Publié le 18 janvier 2009 par Myriam

... suite et fin

De retour dans les Flandres (1627-1632), Van Dyck mène une carrière très active de peintre d'histoire et de portraitiste et, dans le domaine des portraits, il affirme son style propre qui tend "sinon à abolir, du moins à estomper la frontière entre portrait noble et portrait bourgeois".

Pour l'illustrer ces propos, on peut prendre pour exemple les deux remarquables portraits présentés en pendant des époux Stevens. Il peint d'abord, en 1627, le "Portrait de Peeter Stevens", un marchand drapier d'Anvers.

Van Dyck - Peeters Stevens
Il le représente en gentilhomme qui accapare les signes distinctifs de la noblesse avec l'accent mis sur l'utilisation ostentatoire du gant (clin d'oeil à "L'Homme au gant" du Titien) et les armes familiales figurant sur le pilastre à côté de lui. "Il ne manque guère qu'une épée pour que la frontière entre portrait bourgeois et portrait aristocratique soit entièrement abolie".
Van Dyck - Anna Wake
Le "Portrait d'Anna Wake", son épouse, fut réalisé en 1628 à l'occasion de son mariage avec Peeter Stevens. Van Dyck confère à la femme, que l'on sent un peu plus en retrait, un chic également aristocratique puisqu'elle est vêtue à la française avec l'amorce d'un décolleté, qu'elle tient dans ses mains un éventail en plumes d'autruche (ce qui était à l'époque très rare et très cher), et qu'il y a également les références aux armes familiales sur le pilastre. Il semblerait que ces deux tableaux ont été conçus comme des pendants même s'ils dérogent à la règle traditionnelle "héraldique" de présenter l'homme à la droite de la femme. "En galant homme, Stevens paraît présenter au spectateur sa jeune épouse et les regards qu'il lui jette révèlent ses sentiments. L'aisance avec laquelle Van Dyck infléchit les conventions picturales qui corsetaient le portrait matrimonial fait oublier ici l'audace d'une représentation habitée par un climat émotif inhabituel."

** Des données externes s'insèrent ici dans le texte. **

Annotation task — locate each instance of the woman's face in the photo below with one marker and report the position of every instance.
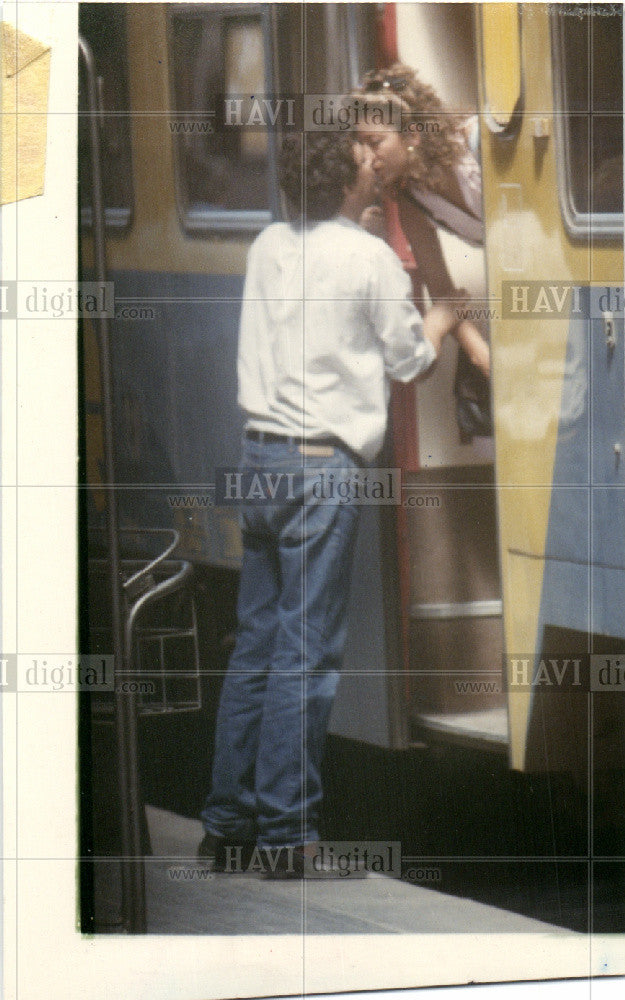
(390, 154)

Van Dyck - Portrait de Charles 1er
Sa notoriété désormais dépasse largement Anvers, les Provinces-Unies et la cour de la Haye et il devient, à partir du printemps 1632, le portraitiste favori du roi d'Angleterre Charles 1er et ce jusqu'à sa mort en 1641. Dans ses portraits de l'aristocratie anglaise ainsi que ceux des membres de la famille royale, il parvient à trouver un habile équilibre entre l'exigence de dignité et une pose naturelle jusque là absente des portraits royaux et il annonce déjà des peintres comme Gainsborough et Reynolds. Dans ce tableau de "Charles 1er en habit de l'ordre de la Jarretière" (1637, Dresde, Staatliche Kunst-sammlungen), on est à la fois dans un portrait d'apparat royal avec une pose hiératique pour le roi, qui apparaît dans le majestueux habit de l'ordre de la Jarretière et à la fois, dans un portrait intime où l'on ressent dans ce visage longiligne et dans le regard une certaine mélancolie.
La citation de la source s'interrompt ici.